Eine „Abfindung“ ist im gewöhnlichen Sprachgebrauch nichts anderes als eine Ausgleichszahlung für die Beendigung eines Vertragsverhältnisses und gerade bei Kündigungsschutzklagen vor dem Arbeitsgericht immer wieder Thema. Doch nicht nur Arbeitnehmer haben unter Umständen gute Aussichten auf solche Abfindungen, sondern auch selbstständige – in Ihrem Berufsbild und Berufsverständnis nicht mit Arbeitnehmern zu vergleichende – Handelsvertreter haben in bestimmten Situationen Ansprüche auf Zahlung einer Abfindung. Das Thema kommt dann in Frage, wenn der Vertrag zwischen Handelsvertreter und dem Unternehmer gekündigt wird!

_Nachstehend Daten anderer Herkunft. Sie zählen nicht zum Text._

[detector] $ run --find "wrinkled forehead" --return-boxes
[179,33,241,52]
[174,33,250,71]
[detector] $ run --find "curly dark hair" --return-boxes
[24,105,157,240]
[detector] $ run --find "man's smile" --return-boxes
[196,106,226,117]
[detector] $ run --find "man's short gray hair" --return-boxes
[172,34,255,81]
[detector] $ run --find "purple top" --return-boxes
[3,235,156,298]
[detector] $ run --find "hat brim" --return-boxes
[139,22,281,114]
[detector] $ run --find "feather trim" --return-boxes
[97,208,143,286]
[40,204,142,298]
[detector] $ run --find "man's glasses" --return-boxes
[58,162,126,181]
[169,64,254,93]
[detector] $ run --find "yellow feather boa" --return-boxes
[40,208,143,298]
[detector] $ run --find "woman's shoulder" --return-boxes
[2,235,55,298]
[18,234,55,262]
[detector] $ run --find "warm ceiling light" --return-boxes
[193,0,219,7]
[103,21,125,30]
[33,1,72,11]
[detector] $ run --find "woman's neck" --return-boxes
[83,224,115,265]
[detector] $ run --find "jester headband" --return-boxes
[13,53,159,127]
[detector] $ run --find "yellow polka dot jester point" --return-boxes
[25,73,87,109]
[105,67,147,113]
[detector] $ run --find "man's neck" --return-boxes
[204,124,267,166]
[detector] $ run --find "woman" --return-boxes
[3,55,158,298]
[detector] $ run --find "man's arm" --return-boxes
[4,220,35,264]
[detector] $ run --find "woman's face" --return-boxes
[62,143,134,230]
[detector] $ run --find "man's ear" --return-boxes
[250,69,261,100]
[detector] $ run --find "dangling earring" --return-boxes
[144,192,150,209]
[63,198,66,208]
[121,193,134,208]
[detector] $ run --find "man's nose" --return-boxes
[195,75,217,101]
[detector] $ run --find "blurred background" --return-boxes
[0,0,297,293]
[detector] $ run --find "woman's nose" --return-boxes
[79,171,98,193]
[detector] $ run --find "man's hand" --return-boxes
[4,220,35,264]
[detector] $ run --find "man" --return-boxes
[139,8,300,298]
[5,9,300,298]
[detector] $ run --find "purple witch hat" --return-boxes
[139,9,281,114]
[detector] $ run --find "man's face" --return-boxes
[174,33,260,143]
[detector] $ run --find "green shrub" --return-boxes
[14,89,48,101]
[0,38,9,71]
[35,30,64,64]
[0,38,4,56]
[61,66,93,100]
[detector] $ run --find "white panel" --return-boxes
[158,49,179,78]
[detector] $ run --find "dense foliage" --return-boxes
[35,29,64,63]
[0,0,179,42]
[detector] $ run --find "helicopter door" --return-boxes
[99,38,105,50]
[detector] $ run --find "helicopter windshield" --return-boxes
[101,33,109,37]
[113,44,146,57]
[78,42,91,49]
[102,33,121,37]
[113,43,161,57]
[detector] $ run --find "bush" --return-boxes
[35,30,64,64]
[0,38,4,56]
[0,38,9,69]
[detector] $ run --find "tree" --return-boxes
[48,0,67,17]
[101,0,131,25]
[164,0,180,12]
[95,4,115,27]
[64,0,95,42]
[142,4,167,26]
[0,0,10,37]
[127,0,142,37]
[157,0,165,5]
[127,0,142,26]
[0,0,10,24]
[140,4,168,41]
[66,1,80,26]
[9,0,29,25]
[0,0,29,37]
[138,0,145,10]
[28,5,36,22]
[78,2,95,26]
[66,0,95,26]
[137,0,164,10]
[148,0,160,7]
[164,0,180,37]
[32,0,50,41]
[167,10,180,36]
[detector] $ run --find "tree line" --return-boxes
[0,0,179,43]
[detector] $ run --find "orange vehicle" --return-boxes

Kreis Viersen. Der selbstständige Handelsvertreter kann von dem Unternehmer, mit dem er zusammenarbeitet, einen Ausgleich verlangen, wenn und soweit die Tätigkeit des Handelsvertreters auch nach Beendigung des Vertrages mit ihm für den Unternehmer messbare wirtschaftliche Vorteile hat und eine Abfindung „der Billigkeit entspricht“. Geregelt ist dies in § 89 b HGB. Die Höhe der „Abfindung“ beträgt höchstens eine durchschnittliche Jahresprovision bzw. Jahresvergütung. Selbstverständlich sind auch das Verhalten des Handelsvertreters und die Hintergründe der Vertragskündigung für die weitere Anspruchsprüfung wichtig.
Kündigung während Probezeit zieht
Ausgleichsanspruch nach sich
Ist der Vertrag gekündigt, stellt sich die Frage, ob der Unternehmer durch die Arbeit des Handelsvertreters Vorteile erlangt hat. Konkret geht es darum, ob aus der Geschäftsverbindung mit neuen Kunden, die der Handelsvertreter geworben hat (neue Stammkunden), auch nach Beendigung des Vertrages mit dem Handelsvertreter noch weitere Geschäftsabschlüsse aus diesem Kundenstamm für das Unternehmen entstehen. Auch die Erweiterung der Geschäftsverbindung mit einigen Kernkunden kann von Bedeutung sein! Hat der Handelsvertreter insofern messbar zum wirtschaftlichen Erfolg über seine Vertragslaufzeit beigetragen, ist ein gerechter Ausgleich zu leisten. Hier kann es ganz unterschiedliche Einzelfälle mit ganz verschiedenen Sachverhalten geben (Betrieb einer Tankstelle durch den Handelsvertreter, Vertrieb langlebiger Wirtschaftsgüter, Vertrieb von Versicherungen etc.). Dann bedarf es der individuellen Prüfung und genauer Überlegung.
Recht frisch ist an dieser Stelle die Nachricht aus Europa. Der EuGH hat am 19.04.2018 geurteilt, dass sogar eine Kündigung während der Probezeit genügt, um zunächst den Ausgleichsanspruch entstehen zu lassen. Dies schafft für den Handelsvertreter durchaus interessante weitere Durchsetzungschancen. Für beide Seiten gilt, dass eine qualifizierte anwaltliche Beratung zur Prüfung, ob und wie ein Vertrag zu beenden ist bzw. welche Folgen sich hieraus ergeben können, auch für das Verhältnis zwischen Handelsvertreter und Unternehmer – wie auch zwischen Arbeitnehmer und Arbeitgeber unerlässlich ist.